After going through a few examples, I have to say, I fail to understand what the F-Bounded polymorphic brings.
To use the example from scala school (https://twitter.github.io/scala_school/advanced-types.html#fbounded)
They explain that they need some F-Bounded type so that the subclass can return the subtype. So they do something like this:
trait Container[A <: Container[A]] extends Ordered[A]

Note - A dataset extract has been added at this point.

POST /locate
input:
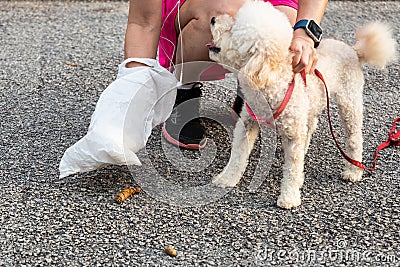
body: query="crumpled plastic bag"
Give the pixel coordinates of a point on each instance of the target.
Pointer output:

class MyContainer extends Container[MyContainer] {
def compare(that: MyContainer) = 0
}
But I don't see what is the gain of using this kind of type when you could use something like this:
trait Container[A] extends Ordered[A]
class MyContainer extends Container[MyContainer] {
def compare(other: MyContainer) = 0
}
Any explanation is very welcomed
Thanks
The advantage would come when it looks something like this:
trait Container[A <: Container[A]] extends Ordered[A] {
def clone: A
def pair: (A, A) = (clone, clone)
}
class MyContainer extends Container[MyContainer] {
def clone = new MyContainer
}
Now you get pair
for free, and you get the correct return type. Without something like this you must manually override every single method that returns the same type (lots of pointless boilerplate), or you lose specificity in your types as soon as you call a non-overridden method.
In Scala you can make your type parameters constrained by a type bound. Here in your first method you are making your type parameter making upper bound with sub class of Container.
By using your 1st method you can't pass parameter in Container class which is not sub class of your Container class.
In your 2nd example you can pass parameter type instance of any class. So here your are not restricting anything while in 1st example you are restricting type sub type of Container class.